Challenging the status quo is often at odds with the need to secure competitive research funding. But Distinguished Professor Larissa Behrendt says she has never felt compromised at UTS.
Jumbunna Institute for Indigenous Education and Research
“There have been positions we've taken that have been really critical of government — vocally and aggressively so,” she says. “UTS has always backed our academic freedom and that is a really unique thing in our space.”
Both at UTS and in her work beyond its walls, the proud Eualeyai/Kamillaroi woman is working for real change for Indigenous Australians. As Director of Research and Academic Programs for the UTS Jumbunna Institute for Indigenous Education and Research, Larissa has merged her research skills and legal background to provide a clear and persuasive voice on issues of critical importance.
There have been positions we've taken that have been really critical of government — vocally and aggressively so. UTS has always backed our academic freedom and that is a really unique thing in our space.
Her work on re-opening the infamous Bowraville case to seek justice for the families of three Aboriginal children murdered in the early 1990s highlighted the failure of the criminal justice system, sparking a Parliamentary Inquiry — the first of its kind in New South Wales. Together with her documentary film, Innocence Betrayed, it gave the local community ownership and direction in their advocacy.
“Giving a voice to people is a really important part of what I love about the work I do.
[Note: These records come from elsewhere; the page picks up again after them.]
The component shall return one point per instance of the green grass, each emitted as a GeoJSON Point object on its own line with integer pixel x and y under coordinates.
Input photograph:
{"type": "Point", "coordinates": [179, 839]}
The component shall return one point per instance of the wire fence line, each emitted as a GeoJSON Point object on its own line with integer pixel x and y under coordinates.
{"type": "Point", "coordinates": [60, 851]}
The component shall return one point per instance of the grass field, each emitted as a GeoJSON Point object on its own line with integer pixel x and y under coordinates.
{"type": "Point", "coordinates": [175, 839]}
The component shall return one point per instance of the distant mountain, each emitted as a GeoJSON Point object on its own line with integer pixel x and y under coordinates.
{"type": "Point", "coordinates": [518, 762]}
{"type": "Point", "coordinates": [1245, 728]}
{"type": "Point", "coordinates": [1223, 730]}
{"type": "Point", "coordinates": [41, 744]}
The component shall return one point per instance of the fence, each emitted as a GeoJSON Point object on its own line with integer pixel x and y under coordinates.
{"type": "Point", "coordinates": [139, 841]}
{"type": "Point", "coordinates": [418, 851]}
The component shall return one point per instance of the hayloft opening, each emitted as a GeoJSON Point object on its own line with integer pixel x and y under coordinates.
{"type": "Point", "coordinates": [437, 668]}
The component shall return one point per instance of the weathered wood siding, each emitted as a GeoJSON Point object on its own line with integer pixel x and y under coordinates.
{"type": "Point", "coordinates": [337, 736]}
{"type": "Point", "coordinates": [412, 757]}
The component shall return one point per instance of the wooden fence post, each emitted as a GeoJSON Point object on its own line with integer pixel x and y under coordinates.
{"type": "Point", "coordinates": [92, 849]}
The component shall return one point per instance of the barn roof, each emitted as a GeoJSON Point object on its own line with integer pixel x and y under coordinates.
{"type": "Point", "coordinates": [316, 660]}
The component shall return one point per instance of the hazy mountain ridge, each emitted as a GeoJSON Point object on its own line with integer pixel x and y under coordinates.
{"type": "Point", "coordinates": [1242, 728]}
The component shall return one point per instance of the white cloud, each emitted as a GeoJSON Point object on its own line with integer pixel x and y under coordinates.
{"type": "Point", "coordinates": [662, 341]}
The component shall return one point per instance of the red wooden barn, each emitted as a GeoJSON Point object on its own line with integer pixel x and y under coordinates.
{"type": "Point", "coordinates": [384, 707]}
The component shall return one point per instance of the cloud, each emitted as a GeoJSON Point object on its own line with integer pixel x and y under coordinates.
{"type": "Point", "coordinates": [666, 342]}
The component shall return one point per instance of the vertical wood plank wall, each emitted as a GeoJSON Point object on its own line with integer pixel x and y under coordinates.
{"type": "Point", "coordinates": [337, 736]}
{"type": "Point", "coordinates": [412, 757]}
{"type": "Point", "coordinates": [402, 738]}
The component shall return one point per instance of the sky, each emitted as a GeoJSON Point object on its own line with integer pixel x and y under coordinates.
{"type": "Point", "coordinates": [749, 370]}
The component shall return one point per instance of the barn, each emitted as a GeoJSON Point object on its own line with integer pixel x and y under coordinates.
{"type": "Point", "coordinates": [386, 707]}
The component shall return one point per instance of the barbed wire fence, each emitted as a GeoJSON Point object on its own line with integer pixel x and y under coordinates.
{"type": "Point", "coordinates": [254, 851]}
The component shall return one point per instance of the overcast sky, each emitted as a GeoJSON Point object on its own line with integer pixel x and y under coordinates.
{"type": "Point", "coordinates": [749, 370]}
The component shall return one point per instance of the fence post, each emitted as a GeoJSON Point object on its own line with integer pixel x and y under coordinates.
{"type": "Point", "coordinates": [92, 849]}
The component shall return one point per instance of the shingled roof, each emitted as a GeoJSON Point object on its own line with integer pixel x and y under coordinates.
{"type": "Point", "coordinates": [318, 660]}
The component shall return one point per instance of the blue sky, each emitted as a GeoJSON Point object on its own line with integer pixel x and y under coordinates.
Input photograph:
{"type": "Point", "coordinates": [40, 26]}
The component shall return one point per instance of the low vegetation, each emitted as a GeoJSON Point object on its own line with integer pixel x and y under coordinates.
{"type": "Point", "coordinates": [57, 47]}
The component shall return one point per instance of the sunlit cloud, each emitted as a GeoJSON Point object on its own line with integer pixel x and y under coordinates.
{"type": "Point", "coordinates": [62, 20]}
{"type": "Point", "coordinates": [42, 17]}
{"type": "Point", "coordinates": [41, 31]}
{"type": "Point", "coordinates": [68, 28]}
That’s why I like film — it’s a way of allowing somebody a forum to say what they want to say, rather than us as researchers or lawyers translating for them.”
Larissa also holds the inaugural Chair in Indigenous Research, a cross-university leadership position that advises the Deputy Vice-Chancellor (Research) on Indigenous strategy. Alongside that of the Pro-Vice-Chancellor (Indigenous Leadership and Engagement), the role is part of UTS’s commitment to advancing Indigenous achievement.
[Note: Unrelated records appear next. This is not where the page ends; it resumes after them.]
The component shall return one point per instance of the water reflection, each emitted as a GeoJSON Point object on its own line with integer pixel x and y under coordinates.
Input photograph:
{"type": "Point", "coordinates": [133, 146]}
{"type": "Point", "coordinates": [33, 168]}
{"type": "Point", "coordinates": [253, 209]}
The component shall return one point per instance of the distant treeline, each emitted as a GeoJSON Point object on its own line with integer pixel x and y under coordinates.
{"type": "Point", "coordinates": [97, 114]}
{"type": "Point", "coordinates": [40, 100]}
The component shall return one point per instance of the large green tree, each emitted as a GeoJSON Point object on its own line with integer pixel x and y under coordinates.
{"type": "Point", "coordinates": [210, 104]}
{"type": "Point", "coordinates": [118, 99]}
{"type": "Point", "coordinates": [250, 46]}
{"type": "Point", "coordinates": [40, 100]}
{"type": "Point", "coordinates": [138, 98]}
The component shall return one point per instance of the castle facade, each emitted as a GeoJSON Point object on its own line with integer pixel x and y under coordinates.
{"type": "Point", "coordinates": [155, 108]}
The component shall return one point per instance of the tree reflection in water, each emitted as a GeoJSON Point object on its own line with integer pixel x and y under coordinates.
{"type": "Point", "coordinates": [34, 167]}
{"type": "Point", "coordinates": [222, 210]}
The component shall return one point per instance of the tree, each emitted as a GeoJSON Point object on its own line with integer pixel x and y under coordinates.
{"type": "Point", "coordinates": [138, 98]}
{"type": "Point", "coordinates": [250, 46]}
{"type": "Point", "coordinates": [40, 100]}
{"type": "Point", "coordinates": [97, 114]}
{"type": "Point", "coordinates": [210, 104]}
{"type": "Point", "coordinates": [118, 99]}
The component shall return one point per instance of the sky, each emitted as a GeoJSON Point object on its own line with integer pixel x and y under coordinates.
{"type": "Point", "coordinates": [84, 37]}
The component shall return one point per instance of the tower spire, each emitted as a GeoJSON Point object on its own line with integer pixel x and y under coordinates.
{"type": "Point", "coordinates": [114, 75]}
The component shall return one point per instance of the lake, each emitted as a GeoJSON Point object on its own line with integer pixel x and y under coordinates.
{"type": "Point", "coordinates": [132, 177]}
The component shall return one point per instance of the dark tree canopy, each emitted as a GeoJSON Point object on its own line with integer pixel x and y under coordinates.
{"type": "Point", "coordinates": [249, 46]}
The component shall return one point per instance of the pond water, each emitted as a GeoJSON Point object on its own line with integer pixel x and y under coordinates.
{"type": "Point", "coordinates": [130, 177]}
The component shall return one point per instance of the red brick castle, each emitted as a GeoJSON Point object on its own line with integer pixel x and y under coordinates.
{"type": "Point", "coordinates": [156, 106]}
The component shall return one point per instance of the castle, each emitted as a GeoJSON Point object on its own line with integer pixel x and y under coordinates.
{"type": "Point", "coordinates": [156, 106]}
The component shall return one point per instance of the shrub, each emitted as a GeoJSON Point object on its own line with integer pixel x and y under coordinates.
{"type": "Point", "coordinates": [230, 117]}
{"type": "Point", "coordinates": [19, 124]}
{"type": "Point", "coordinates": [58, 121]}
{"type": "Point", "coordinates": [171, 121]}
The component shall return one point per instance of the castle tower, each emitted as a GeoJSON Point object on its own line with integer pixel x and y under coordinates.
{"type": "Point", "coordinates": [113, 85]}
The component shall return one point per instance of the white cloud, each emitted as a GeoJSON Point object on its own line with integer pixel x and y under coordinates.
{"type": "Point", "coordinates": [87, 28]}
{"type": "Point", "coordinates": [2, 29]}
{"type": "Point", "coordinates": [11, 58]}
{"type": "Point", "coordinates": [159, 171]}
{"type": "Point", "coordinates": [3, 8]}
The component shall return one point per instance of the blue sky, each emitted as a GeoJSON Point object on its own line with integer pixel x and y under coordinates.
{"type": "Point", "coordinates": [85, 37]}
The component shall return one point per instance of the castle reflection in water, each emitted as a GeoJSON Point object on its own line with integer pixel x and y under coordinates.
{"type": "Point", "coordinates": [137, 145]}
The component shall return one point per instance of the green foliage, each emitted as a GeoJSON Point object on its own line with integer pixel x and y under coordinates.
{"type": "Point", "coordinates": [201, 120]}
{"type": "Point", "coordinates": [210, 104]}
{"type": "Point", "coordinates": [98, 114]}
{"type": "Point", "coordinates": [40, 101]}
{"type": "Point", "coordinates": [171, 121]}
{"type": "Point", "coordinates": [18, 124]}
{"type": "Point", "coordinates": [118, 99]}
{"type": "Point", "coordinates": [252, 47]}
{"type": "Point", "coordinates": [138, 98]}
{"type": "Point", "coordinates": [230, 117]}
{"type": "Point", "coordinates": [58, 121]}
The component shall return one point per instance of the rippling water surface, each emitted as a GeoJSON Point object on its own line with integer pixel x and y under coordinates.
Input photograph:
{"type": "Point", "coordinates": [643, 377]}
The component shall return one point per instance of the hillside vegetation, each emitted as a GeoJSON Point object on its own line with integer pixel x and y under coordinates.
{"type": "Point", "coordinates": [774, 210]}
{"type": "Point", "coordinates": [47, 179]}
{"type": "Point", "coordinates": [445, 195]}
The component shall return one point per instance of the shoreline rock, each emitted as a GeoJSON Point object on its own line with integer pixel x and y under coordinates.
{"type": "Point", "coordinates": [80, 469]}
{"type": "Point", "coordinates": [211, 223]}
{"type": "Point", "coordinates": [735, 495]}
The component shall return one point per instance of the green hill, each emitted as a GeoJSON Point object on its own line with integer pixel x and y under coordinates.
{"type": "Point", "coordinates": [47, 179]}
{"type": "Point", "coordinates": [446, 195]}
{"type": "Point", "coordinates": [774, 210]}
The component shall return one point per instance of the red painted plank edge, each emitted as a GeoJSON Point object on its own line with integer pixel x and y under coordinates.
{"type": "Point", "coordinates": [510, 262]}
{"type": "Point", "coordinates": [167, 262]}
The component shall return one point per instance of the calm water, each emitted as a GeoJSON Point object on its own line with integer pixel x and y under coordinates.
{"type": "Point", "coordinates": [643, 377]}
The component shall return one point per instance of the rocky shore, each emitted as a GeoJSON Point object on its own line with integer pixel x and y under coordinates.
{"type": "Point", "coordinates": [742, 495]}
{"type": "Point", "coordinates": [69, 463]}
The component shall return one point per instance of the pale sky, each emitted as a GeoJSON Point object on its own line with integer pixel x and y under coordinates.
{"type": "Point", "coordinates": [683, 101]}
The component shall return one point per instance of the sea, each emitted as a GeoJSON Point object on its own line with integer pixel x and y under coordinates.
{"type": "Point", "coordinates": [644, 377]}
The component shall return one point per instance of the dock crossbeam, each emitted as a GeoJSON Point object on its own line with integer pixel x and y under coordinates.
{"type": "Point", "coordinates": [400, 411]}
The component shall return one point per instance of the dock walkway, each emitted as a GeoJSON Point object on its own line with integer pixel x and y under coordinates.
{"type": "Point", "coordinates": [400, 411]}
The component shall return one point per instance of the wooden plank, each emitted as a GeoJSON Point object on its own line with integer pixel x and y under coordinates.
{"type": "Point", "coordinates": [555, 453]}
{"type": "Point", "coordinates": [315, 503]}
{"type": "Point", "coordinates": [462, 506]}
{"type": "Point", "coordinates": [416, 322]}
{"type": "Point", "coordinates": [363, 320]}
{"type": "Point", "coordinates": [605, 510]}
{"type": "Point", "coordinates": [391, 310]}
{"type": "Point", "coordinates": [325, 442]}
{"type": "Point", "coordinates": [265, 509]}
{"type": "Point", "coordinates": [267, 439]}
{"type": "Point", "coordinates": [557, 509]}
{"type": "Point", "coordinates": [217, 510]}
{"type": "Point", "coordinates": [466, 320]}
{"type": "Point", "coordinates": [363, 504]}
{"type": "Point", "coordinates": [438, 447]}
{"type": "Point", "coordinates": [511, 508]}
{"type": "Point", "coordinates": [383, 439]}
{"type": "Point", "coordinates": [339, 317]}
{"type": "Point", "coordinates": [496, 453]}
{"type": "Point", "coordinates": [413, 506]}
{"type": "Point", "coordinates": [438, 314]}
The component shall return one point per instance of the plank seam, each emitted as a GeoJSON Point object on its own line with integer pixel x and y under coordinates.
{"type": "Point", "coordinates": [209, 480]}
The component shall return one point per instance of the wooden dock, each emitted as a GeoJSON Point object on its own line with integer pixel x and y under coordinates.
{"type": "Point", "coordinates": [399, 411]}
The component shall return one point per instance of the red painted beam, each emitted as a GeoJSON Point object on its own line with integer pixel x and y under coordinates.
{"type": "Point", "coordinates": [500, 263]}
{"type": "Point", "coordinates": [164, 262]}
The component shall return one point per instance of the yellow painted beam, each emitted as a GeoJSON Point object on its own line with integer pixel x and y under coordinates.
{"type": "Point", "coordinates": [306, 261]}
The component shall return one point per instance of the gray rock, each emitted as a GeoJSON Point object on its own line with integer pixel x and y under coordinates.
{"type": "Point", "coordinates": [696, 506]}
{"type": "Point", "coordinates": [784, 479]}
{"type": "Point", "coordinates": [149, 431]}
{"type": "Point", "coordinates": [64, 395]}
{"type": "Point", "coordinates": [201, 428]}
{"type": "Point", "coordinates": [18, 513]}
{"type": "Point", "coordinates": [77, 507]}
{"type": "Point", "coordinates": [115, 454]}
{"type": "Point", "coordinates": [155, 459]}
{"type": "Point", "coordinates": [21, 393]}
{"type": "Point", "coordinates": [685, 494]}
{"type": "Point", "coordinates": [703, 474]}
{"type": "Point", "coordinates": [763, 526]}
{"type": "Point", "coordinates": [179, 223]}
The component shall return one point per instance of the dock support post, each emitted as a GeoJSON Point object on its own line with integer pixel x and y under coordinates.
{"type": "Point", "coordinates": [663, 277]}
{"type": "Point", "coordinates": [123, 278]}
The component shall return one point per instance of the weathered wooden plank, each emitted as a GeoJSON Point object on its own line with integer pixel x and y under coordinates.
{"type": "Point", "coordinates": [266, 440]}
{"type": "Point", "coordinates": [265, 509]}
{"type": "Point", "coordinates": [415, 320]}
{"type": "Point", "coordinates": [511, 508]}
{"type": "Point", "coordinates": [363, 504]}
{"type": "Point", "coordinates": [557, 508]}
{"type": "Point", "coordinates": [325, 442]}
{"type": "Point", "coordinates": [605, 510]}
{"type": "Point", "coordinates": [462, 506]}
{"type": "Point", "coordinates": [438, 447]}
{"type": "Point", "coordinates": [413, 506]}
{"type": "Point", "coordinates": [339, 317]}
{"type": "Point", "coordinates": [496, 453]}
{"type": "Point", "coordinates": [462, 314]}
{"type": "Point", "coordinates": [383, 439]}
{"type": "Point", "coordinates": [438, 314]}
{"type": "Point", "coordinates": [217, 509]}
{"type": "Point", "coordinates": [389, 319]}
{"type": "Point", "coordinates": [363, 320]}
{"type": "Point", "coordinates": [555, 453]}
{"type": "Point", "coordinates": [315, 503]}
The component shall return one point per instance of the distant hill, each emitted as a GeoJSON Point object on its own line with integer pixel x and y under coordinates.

“Every university says they care about Aboriginal people, every university has a reconciliation statement, but very few put their money where their mouth is; I felt from the start there was something very genuine about UTS,” she recalls.
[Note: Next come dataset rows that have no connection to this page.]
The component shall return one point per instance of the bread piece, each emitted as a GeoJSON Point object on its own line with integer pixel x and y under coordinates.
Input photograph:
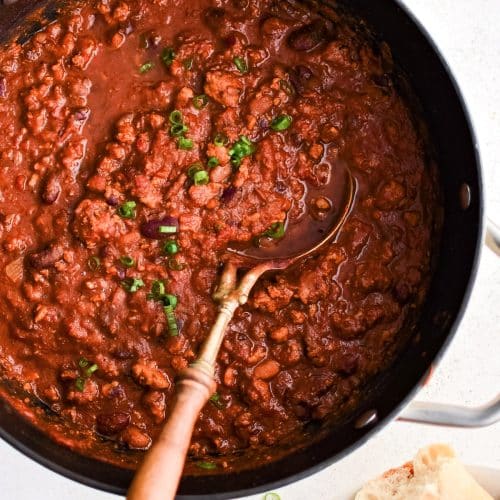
{"type": "Point", "coordinates": [434, 474]}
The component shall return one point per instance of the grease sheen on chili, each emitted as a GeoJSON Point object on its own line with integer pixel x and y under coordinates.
{"type": "Point", "coordinates": [92, 171]}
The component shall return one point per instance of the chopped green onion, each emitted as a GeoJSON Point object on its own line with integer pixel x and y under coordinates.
{"type": "Point", "coordinates": [215, 400]}
{"type": "Point", "coordinates": [171, 247]}
{"type": "Point", "coordinates": [131, 285]}
{"type": "Point", "coordinates": [175, 265]}
{"type": "Point", "coordinates": [147, 66]}
{"type": "Point", "coordinates": [281, 123]}
{"type": "Point", "coordinates": [127, 261]}
{"type": "Point", "coordinates": [241, 64]}
{"type": "Point", "coordinates": [94, 263]}
{"type": "Point", "coordinates": [201, 178]}
{"type": "Point", "coordinates": [127, 210]}
{"type": "Point", "coordinates": [175, 117]}
{"type": "Point", "coordinates": [200, 101]}
{"type": "Point", "coordinates": [241, 148]}
{"type": "Point", "coordinates": [178, 129]}
{"type": "Point", "coordinates": [170, 300]}
{"type": "Point", "coordinates": [183, 143]}
{"type": "Point", "coordinates": [83, 363]}
{"type": "Point", "coordinates": [167, 229]}
{"type": "Point", "coordinates": [91, 369]}
{"type": "Point", "coordinates": [167, 56]}
{"type": "Point", "coordinates": [221, 140]}
{"type": "Point", "coordinates": [275, 231]}
{"type": "Point", "coordinates": [206, 465]}
{"type": "Point", "coordinates": [286, 87]}
{"type": "Point", "coordinates": [195, 167]}
{"type": "Point", "coordinates": [80, 384]}
{"type": "Point", "coordinates": [173, 329]}
{"type": "Point", "coordinates": [212, 162]}
{"type": "Point", "coordinates": [272, 496]}
{"type": "Point", "coordinates": [157, 290]}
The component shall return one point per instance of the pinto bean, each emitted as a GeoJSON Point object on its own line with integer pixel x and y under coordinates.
{"type": "Point", "coordinates": [108, 424]}
{"type": "Point", "coordinates": [135, 438]}
{"type": "Point", "coordinates": [51, 190]}
{"type": "Point", "coordinates": [214, 17]}
{"type": "Point", "coordinates": [267, 370]}
{"type": "Point", "coordinates": [46, 258]}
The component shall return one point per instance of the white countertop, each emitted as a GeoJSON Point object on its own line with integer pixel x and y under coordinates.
{"type": "Point", "coordinates": [468, 35]}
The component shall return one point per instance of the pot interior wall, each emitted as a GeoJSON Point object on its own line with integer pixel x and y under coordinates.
{"type": "Point", "coordinates": [451, 135]}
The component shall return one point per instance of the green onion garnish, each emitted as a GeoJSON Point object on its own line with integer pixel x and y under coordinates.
{"type": "Point", "coordinates": [127, 210]}
{"type": "Point", "coordinates": [175, 265]}
{"type": "Point", "coordinates": [94, 263]}
{"type": "Point", "coordinates": [178, 129]}
{"type": "Point", "coordinates": [183, 143]}
{"type": "Point", "coordinates": [131, 285]}
{"type": "Point", "coordinates": [275, 231]}
{"type": "Point", "coordinates": [91, 369]}
{"type": "Point", "coordinates": [175, 117]}
{"type": "Point", "coordinates": [241, 148]}
{"type": "Point", "coordinates": [83, 363]}
{"type": "Point", "coordinates": [147, 66]}
{"type": "Point", "coordinates": [80, 384]}
{"type": "Point", "coordinates": [281, 123]}
{"type": "Point", "coordinates": [127, 261]}
{"type": "Point", "coordinates": [221, 140]}
{"type": "Point", "coordinates": [167, 56]}
{"type": "Point", "coordinates": [167, 229]}
{"type": "Point", "coordinates": [170, 300]}
{"type": "Point", "coordinates": [206, 465]}
{"type": "Point", "coordinates": [171, 247]}
{"type": "Point", "coordinates": [286, 87]}
{"type": "Point", "coordinates": [157, 290]}
{"type": "Point", "coordinates": [173, 329]}
{"type": "Point", "coordinates": [241, 64]}
{"type": "Point", "coordinates": [272, 496]}
{"type": "Point", "coordinates": [201, 178]}
{"type": "Point", "coordinates": [200, 101]}
{"type": "Point", "coordinates": [212, 162]}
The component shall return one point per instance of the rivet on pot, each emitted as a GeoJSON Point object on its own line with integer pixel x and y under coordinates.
{"type": "Point", "coordinates": [367, 418]}
{"type": "Point", "coordinates": [465, 196]}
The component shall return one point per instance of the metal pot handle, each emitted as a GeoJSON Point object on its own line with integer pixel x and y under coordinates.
{"type": "Point", "coordinates": [450, 415]}
{"type": "Point", "coordinates": [493, 237]}
{"type": "Point", "coordinates": [459, 416]}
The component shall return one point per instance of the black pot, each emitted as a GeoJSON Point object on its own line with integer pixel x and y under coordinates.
{"type": "Point", "coordinates": [460, 173]}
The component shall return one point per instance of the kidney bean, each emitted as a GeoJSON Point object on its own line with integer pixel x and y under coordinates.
{"type": "Point", "coordinates": [3, 87]}
{"type": "Point", "coordinates": [228, 194]}
{"type": "Point", "coordinates": [108, 424]}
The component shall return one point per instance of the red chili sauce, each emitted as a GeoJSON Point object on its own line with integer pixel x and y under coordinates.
{"type": "Point", "coordinates": [142, 138]}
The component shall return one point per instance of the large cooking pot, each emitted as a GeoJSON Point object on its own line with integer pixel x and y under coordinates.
{"type": "Point", "coordinates": [460, 174]}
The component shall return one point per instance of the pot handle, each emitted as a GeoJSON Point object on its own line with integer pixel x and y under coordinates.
{"type": "Point", "coordinates": [493, 237]}
{"type": "Point", "coordinates": [450, 415]}
{"type": "Point", "coordinates": [459, 416]}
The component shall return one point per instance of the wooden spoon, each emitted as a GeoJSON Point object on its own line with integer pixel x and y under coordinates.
{"type": "Point", "coordinates": [160, 472]}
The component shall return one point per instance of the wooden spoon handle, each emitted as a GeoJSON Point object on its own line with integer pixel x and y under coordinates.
{"type": "Point", "coordinates": [159, 475]}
“In other institutions there might be one Indigenous person in leadership, whereas we will soon have nine Indigenous professors across UTS. This not only means greater involvement in leadership but also that you’re not the one Indigenous person that has to solve every Indigenous problem.”
Among all this, she is also an award-winning author and filmmaker who finds time to contribute to the arts through her work with the Australia Council for the Arts’ Major Performing Arts Panel and the Sydney Festival, and her long association with Bangarra Dance Theatre. She was named 2009 NAIDOC Person of the Year, is currently working on her third novel and recently won an Australian Director Guild award for her new film, After the Apology, looking at increased rates of Indigenous child removal since the Australian Government’s apology to the Stolen Generations in 2008. Policy change is firmly on her agenda.
Larissa has seen first-hand the power of education to reshape futures. With 26 Indigenous Higher Degree Research students — and around 300 Indigenous students in total — currently studying at UTS, she says there is a significant ripple effect into communities.
“We struggle with broader policy questions around Indigenous issues and the Close the Gap data, but every time we graduate an Indigenous person from university, we're changing the socio-economic life of their family and their community.”